Тайный покупатель (Гуревич) - страница 208

На закупки вин на Владимирские склады мы ездили исключительно на порше. Савва объяснял, что тогда дают самое лучшее. Мы брали в салон весь ассортимент по ящику, на остальное оформляли доставку. Тут разговаривал только Савва, он угрожал расправой в случае некондиции содержимого, он кричал, орал – поставщики клялись, что всё родное и лучшее, что никаких подпольных производств – их база лучшая и с прямыми поставками с винзаводов, тыкали паками сертификации и документами. Я удивлялся, я не мог понять – играет Савва или на самом деле такой злой – вина-то все были с акцизом, известные марки. Но Савва уверял, что до сих пор попадаются подделки. Правда потом оказывалось, что лично ему не попадались, и вообще самые лучшие вина домашние, и лично они с отцом берут для себя не марочное, а фермерские, без акцизов.

− Если бы не угроза суда и клиентам бы наливали своё, фермерское. Но запрещено, увы: монополия государства, читай − мафия…

Вино и мясо – самые проблемные и самые важные наши поездки, как и время забоя закончились с первым снегом. Я даже расстроился – так мне хорошо дышалось в поездках, я забывал, как Савва, обо всём и решил обязательно купить себе автомобиль. Не кроссовер конечно, что-нибудь простенькое, но… пока не решил – размышлял.

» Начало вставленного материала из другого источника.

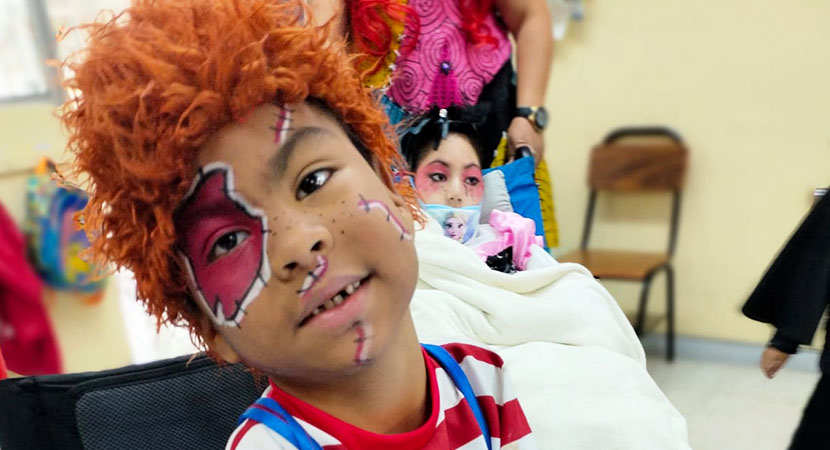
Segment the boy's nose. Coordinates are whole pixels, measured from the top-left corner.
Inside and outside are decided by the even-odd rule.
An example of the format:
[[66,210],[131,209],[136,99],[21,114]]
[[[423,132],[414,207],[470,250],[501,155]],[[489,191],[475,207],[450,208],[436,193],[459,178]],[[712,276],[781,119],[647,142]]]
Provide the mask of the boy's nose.
[[318,264],[317,257],[325,255],[332,246],[328,228],[322,225],[293,227],[272,236],[269,255],[274,275],[282,281],[290,281],[297,274],[305,276]]

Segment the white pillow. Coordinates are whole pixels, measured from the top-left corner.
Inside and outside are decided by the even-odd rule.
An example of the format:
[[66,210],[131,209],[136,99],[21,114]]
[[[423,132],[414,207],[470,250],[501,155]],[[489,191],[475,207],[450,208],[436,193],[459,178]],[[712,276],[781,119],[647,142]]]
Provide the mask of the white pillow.
[[507,184],[504,181],[504,172],[501,170],[494,170],[484,175],[484,199],[481,202],[479,223],[488,223],[490,211],[494,209],[513,212],[510,195],[507,193]]

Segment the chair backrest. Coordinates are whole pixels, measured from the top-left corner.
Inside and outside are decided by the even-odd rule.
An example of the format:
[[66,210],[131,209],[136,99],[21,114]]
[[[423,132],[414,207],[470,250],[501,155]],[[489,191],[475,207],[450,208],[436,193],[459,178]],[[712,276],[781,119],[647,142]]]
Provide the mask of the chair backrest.
[[0,381],[0,448],[221,450],[267,384],[190,358]]
[[683,188],[688,151],[667,128],[612,131],[591,151],[588,185],[596,190],[669,190]]
[[628,127],[610,132],[591,151],[588,166],[591,194],[581,247],[588,246],[598,191],[670,191],[672,211],[667,252],[671,255],[677,238],[680,193],[687,165],[688,149],[674,130]]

Мы стали с Саввой настоящими друзьями, мы понимали друг друга с полуслова, в дорогах Савва слушал мои рассказы о летописях и памятниках, да много о чём. Савва хваткий, быстрый – в школе таким он не был. После работы, когда и он и я работали до шести, мы часто сидели в ресторане (если был будний день) и общались. Приходил Дан. Он тоже любил посидеть с нами, покурить, помолчать и послушать. А ночью мы вместе носились по шоссе. Я в машине Саввы, Дан за нами, а иногда и втроём в порше Саввы. Изредка в поездках за товаром я водил Саввин крузак, но Савва заставлял водить и порш – буквально заставлял. Савва любил рассуждать, какая мне нужна машина. А я уставал сидеть за рулём и всё чаще думал, что мне и скейтборда достаточно. Всю зарплату я сразу менял на евро и переводил на мамин валютный счёт. Мама серьёзно занималась будущим переездом, всё планировала, вела какие-то дневники, что-то подсчитывала. Мне всё больше хотелось уехать вслед за мамой, со временем, не сразу, как только получится. Мне всё меньше и меньше нравилось жить в Мирошеве, я чувствовал: меня затягивает однообразная жизнь, какая-то слегка отупляющая, я стал чувствовать себя фермером в атмосфере отупляющих вечных праздников.

После нового года, где-то в середине января, когда волна туристов спала и наступили лютые морозы, я почувствовал что втянулся, что всё знаю, что всё практически делаю автоматически и что эта работа легче прежней. К весне Жорыч стал менять меня. То есть, в выходные я теперь работал чаще – значит, я стал предпочтительнее в выходные, чем мой сменщик. Весной на День Победы я должен был встречать отцов города. Положа руку на сердце, я ненавидел чиновников, да их и отстреливали в нашем городе, во всяком случае двух мэров шлёпнули. Но работа есть работа. Я был обслугой, неизменно оставался учтив и почтителен, а ещё элегантен.